The HttpResponse interface provides access to the response data:

$response->statusCode(); // int
$response->headers();    // array
$response->body();       // string -- the full response body
$response->stream();     // Generator -- for streaming responses
$response->original();   // mixed -- the underlying library's native response

For streaming, the stream() method returns a Generator that yields chunks as they arrive from the provider. The driver's response adapter parses these chunks into SSE events and then into PartialInferenceDelta objects.

Middleware¶

The HTTP client supports a middleware stack for cross-cutting concerns like logging, retries, caching, and authentication. Middleware implements the HttpMiddleware interface:

interface HttpMiddleware
{
    public function handle(
        HttpRequest $request,
        CanHandleHttpRequest $next,
    ): HttpResponse;
}

The BaseMiddleware abstract class provides convenient hooks so you do not need to manage the chain manually:

abstract class BaseMiddleware implements HttpMiddleware
{
    // Called before the request is sent
    protected function beforeRequest(HttpRequest $request): void {}

    // Called after the response is received
    protected function afterRequest(
        HttpRequest $request,
        HttpResponse $response,
    ): HttpResponse {
        return $response;
    }

    // Determines whether to wrap the response
    protected function shouldDecorateResponse(
        HttpRequest $request,
        HttpResponse $response,
    ): bool {
        return false;
    }

    // Wraps the response if shouldDecorateResponse returns true
    protected function toResponse(
        HttpRequest $request,
        HttpResponse $response,
    ): HttpResponse {
        return $response;
    }
}

Managing the Middleware Stack¶

The MiddlewareStack supports named middleware for easy manipulation:

$client->middleware()->append($middleware, name: 'logging');
$client->middleware()->prepend($middleware, name: 'auth');
$client->middleware()->replace('logging', $newMiddleware);
$client->middleware()->remove('logging');
$client->middleware()->has('logging'); // bool
$client->middleware()->get('logging'); // ?HttpMiddleware
$client->middleware()->all();          // array
$client->middleware()->clear();        // self

Middleware runs in stack order: middleware added with prepend() runs before middleware added with append().
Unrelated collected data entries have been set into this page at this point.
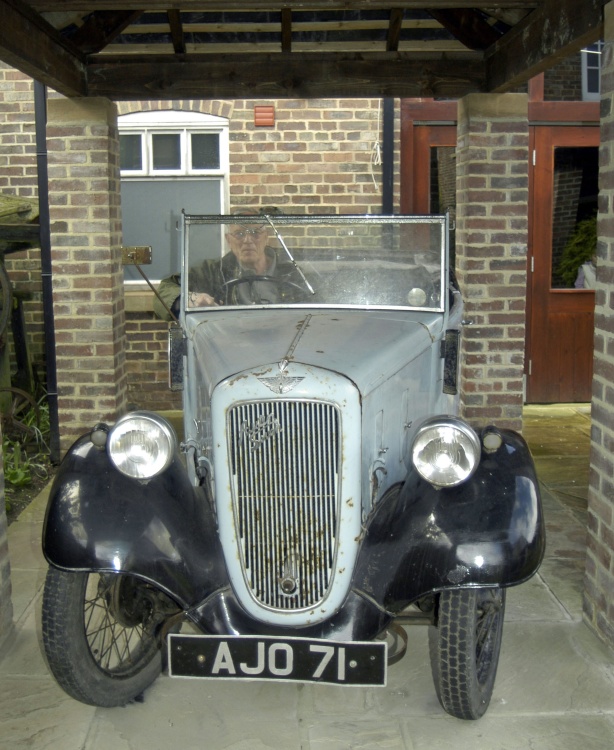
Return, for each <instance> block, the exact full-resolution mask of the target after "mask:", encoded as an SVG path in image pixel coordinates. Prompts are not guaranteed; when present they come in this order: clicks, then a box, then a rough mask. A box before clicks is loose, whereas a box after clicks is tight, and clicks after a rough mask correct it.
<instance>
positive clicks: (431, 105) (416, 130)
mask: <svg viewBox="0 0 614 750" xmlns="http://www.w3.org/2000/svg"><path fill="white" fill-rule="evenodd" d="M457 111H458V104H457V102H456V101H435V100H433V99H402V100H401V196H400V206H401V213H403V214H428V213H430V210H431V205H430V204H431V201H430V197H431V191H430V188H431V160H430V152H431V148H433V147H435V146H453V147H454V146H456V121H457Z"/></svg>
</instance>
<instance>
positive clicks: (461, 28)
mask: <svg viewBox="0 0 614 750" xmlns="http://www.w3.org/2000/svg"><path fill="white" fill-rule="evenodd" d="M429 13H430V14H431V15H432V16H433V18H434V19H435V20H436V21H439V23H440V24H441V25H442V26H443V27H444V28H445V29H447V30H448V31H449V32H450V33H451V34H453V35H454V36H455V37H456V38H457V39H458V40H459V41H460V42H462V43H463V44H464V45H465V46H466V47H468V48H469V49H487V48H488V47H490V46H491V45H492V44H494V43H495V42H496V41H498V40H499V39H500V38H501V34H500V33H499V32H498V31H497V30H496V29H494V28H493V27H492V26H491V25H490V24H489V23H487V22H486V21H485V20H484V18H483V17H482V16H481V15H480V14H479V13H478V11H476V10H474V9H473V8H457V9H454V8H452V9H449V10H432V9H429Z"/></svg>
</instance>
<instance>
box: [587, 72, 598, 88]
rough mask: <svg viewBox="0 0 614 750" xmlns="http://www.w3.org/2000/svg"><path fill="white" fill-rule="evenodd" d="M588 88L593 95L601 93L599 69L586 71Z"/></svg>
mask: <svg viewBox="0 0 614 750" xmlns="http://www.w3.org/2000/svg"><path fill="white" fill-rule="evenodd" d="M586 88H587V89H588V90H589V91H590V92H591V93H593V94H598V93H599V69H597V68H589V69H588V70H587V71H586Z"/></svg>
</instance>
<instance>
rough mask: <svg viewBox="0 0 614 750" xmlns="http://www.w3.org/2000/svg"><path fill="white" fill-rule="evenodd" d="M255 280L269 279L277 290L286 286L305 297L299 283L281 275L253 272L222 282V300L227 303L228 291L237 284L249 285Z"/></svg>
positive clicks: (231, 288)
mask: <svg viewBox="0 0 614 750" xmlns="http://www.w3.org/2000/svg"><path fill="white" fill-rule="evenodd" d="M257 281H270V282H271V283H273V284H275V285H276V286H277V287H278V288H279V290H280V291H281V288H282V287H288V288H289V289H292V290H294V291H295V292H299V293H300V295H301V298H303V299H304V298H305V295H306V290H305V289H304V288H303V287H302V286H300V285H299V284H296V283H295V282H294V281H290V280H289V279H284V278H283V276H269V275H258V274H254V275H253V276H239V277H238V278H236V279H230V281H225V282H224V285H223V286H224V291H225V294H224V300H225V304H228V297H229V294H230V292H231V291H232V290H233V289H234V288H235V287H237V286H239V284H249V285H250V287H251V285H252V284H253V283H255V282H257Z"/></svg>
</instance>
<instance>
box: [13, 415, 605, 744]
mask: <svg viewBox="0 0 614 750" xmlns="http://www.w3.org/2000/svg"><path fill="white" fill-rule="evenodd" d="M589 435H590V416H589V412H588V409H587V408H584V407H528V408H527V410H526V413H525V436H526V437H527V439H528V440H529V443H530V445H531V448H532V451H533V454H534V456H535V459H536V462H537V465H538V472H539V475H540V479H541V482H542V490H543V497H544V506H545V513H546V522H547V530H548V545H547V553H546V559H545V561H544V564H543V565H542V568H541V569H540V572H539V574H538V575H537V576H535V577H534V578H533V579H532V580H531V581H530V582H528V583H526V584H524V585H523V586H520V587H518V588H515V589H512V590H511V591H510V592H509V593H508V607H507V613H506V622H505V628H504V638H503V648H502V654H501V662H500V666H499V672H498V676H497V683H496V685H495V691H494V695H493V700H492V703H491V706H490V708H489V710H488V712H487V714H486V715H485V716H484V717H483V718H482V719H481V720H480V721H478V722H463V721H459V720H457V719H453V718H451V717H450V716H448V715H447V714H445V713H444V712H443V711H442V710H441V708H440V707H439V704H438V702H437V699H436V697H435V692H434V689H433V684H432V679H431V675H430V668H429V663H428V648H427V634H426V627H425V626H423V625H413V626H408V631H409V650H408V653H407V655H406V656H405V657H404V658H403V659H402V660H401V661H400V662H399V663H398V664H396V665H394V666H392V667H391V669H390V672H389V682H388V685H387V687H385V688H377V689H364V688H336V687H326V686H301V685H293V684H260V683H257V682H255V683H251V684H242V685H237V684H235V683H227V682H222V683H215V684H213V683H210V682H198V681H189V680H176V679H172V678H169V677H167V676H165V675H163V676H162V677H160V678H159V679H158V680H157V681H156V683H154V685H153V686H152V687H151V688H150V689H149V690H148V691H147V692H146V694H145V700H144V702H143V703H135V704H132V705H129V706H127V707H125V708H118V709H97V708H92V707H90V706H85V705H82V704H80V703H78V702H76V701H74V700H72V699H70V698H68V697H67V696H65V695H64V693H63V692H62V691H61V690H60V688H58V687H57V685H56V684H55V682H54V681H53V679H52V678H51V677H50V676H49V674H48V672H47V669H46V666H45V663H44V660H43V658H42V656H41V653H40V648H39V642H38V641H39V631H40V627H39V622H40V612H39V607H40V592H41V587H42V584H43V579H44V574H45V565H44V561H43V558H42V555H41V552H40V531H41V523H42V519H43V514H44V508H45V502H46V497H45V493H43V494H42V495H41V496H40V497H39V498H38V499H37V500H36V501H35V502H34V503H33V504H32V505H31V506H30V508H28V509H27V510H26V511H25V512H24V513H23V514H22V516H21V517H20V518H19V520H18V521H17V522H16V523H14V524H12V525H11V526H10V528H9V545H10V555H11V565H12V580H13V589H14V590H13V604H14V609H15V622H16V636H15V639H14V641H13V643H12V644H10V646H9V647H8V648H7V649H5V653H4V658H3V660H2V662H1V663H0V749H1V750H5V749H6V750H13V749H14V748H34V749H35V750H37V749H38V748H44V749H45V750H47V749H50V750H52V749H53V750H54V749H55V748H57V749H58V750H141V749H142V750H167V749H169V748H173V749H174V748H182V749H183V750H191V749H192V748H206V750H264V749H271V750H277V749H279V750H379V749H380V748H381V750H427V749H428V750H448V749H450V750H452V748H454V750H465V749H467V750H469V749H470V750H482V749H484V750H485V749H486V748H488V750H491V748H495V749H496V750H576V749H577V748H582V750H611V749H612V747H614V652H613V651H612V650H610V649H609V648H607V647H606V646H605V645H604V644H603V643H602V642H600V641H599V640H598V639H597V637H596V636H595V635H594V634H593V633H592V632H591V631H590V630H589V629H588V628H587V626H586V625H585V624H584V623H583V622H582V603H581V585H582V571H583V564H584V544H585V542H584V524H585V516H586V492H587V478H588V442H589V440H588V438H589Z"/></svg>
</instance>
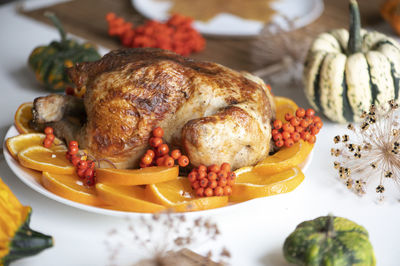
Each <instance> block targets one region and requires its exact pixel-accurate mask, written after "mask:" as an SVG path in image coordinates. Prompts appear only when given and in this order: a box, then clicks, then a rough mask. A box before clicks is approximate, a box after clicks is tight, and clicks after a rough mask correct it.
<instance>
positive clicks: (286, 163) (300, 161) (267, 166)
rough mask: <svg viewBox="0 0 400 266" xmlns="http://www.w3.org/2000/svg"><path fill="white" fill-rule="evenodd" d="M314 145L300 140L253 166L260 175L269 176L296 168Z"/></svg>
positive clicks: (310, 149) (275, 153)
mask: <svg viewBox="0 0 400 266" xmlns="http://www.w3.org/2000/svg"><path fill="white" fill-rule="evenodd" d="M313 147H314V144H311V143H309V142H305V141H303V140H300V141H299V142H296V143H295V144H294V145H293V146H292V147H290V148H286V147H284V148H282V149H280V150H279V151H278V152H276V153H275V154H274V155H271V156H268V157H267V158H265V159H264V160H263V161H261V162H259V163H258V164H257V165H256V166H254V171H255V172H258V173H259V174H261V175H270V174H275V173H279V172H282V171H284V170H287V169H290V168H292V167H295V166H298V165H299V164H301V163H302V162H303V161H304V160H305V159H307V157H308V155H309V154H310V152H311V151H312V149H313Z"/></svg>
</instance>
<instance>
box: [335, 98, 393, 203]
mask: <svg viewBox="0 0 400 266" xmlns="http://www.w3.org/2000/svg"><path fill="white" fill-rule="evenodd" d="M362 118H363V121H362V123H361V124H360V125H359V126H355V125H353V124H349V125H348V127H347V128H348V130H350V134H345V135H343V136H339V135H338V136H335V137H334V138H333V141H334V143H335V144H336V145H337V146H339V147H335V148H332V149H331V155H332V156H334V157H336V160H335V161H334V163H333V166H334V168H335V169H337V171H338V173H339V178H340V179H341V180H343V182H344V183H345V185H346V186H347V188H348V189H350V190H352V191H353V192H355V193H357V194H358V195H363V194H365V193H366V192H367V190H368V186H370V185H372V186H373V187H374V190H375V192H376V193H377V195H378V200H380V201H382V200H383V198H384V196H383V195H384V193H385V191H387V188H388V187H387V184H390V183H395V184H396V185H399V182H400V128H399V122H398V121H399V108H398V104H397V103H395V101H394V100H391V101H389V102H388V104H387V105H382V106H379V107H378V106H374V105H372V106H371V108H370V110H369V112H363V114H362Z"/></svg>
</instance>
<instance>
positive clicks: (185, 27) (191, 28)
mask: <svg viewBox="0 0 400 266" xmlns="http://www.w3.org/2000/svg"><path fill="white" fill-rule="evenodd" d="M106 20H107V22H108V28H109V29H108V34H109V35H110V36H117V37H119V39H120V41H121V43H122V45H124V46H126V47H153V48H161V49H166V50H170V51H173V52H175V53H177V54H180V55H184V56H187V55H189V54H191V53H193V52H199V51H201V50H203V49H204V47H205V39H204V38H203V37H202V36H201V34H200V33H199V32H198V31H197V30H196V29H194V28H193V26H192V23H193V20H192V19H191V18H189V17H185V16H182V15H179V14H175V15H173V16H171V17H170V18H169V19H168V20H167V21H166V22H165V23H162V22H159V21H156V20H149V21H147V22H146V23H145V24H144V25H140V26H137V27H135V28H134V25H133V24H132V23H130V22H127V21H125V20H124V19H123V18H121V17H118V16H116V15H115V13H108V14H107V15H106Z"/></svg>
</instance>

The name parameter is optional but recommended -- it allows you to replace or remove middleware later without tracking references.

Stream Cache Manager¶

For advanced use cases, Polyglot supports stream caching through the CanManageStreamCache contract. When provided, the stream cache manager can record and replay streaming responses, which is useful for testing and development:

$runtime = InferenceRuntime::fromConfig(
    $config,
    streamCacheManager: $cacheManager,
);

The cache behavior is controlled per-request through the ResponseCachePolicy enum on the InferenceRequest. You can set this through the facade:

use Cognesy\Polyglot\Inference\Enums\ResponseCachePolicy;

$inference->withResponseCachePolicy(ResponseCachePolicy::Memory);

Shared Event Dispatcher¶

The HTTP client shares the same event dispatcher as the runtime that created it. This means HTTP-level events (connection errors, timeouts, etc.) flow through the same event system as inference events, providing a unified observability pipeline.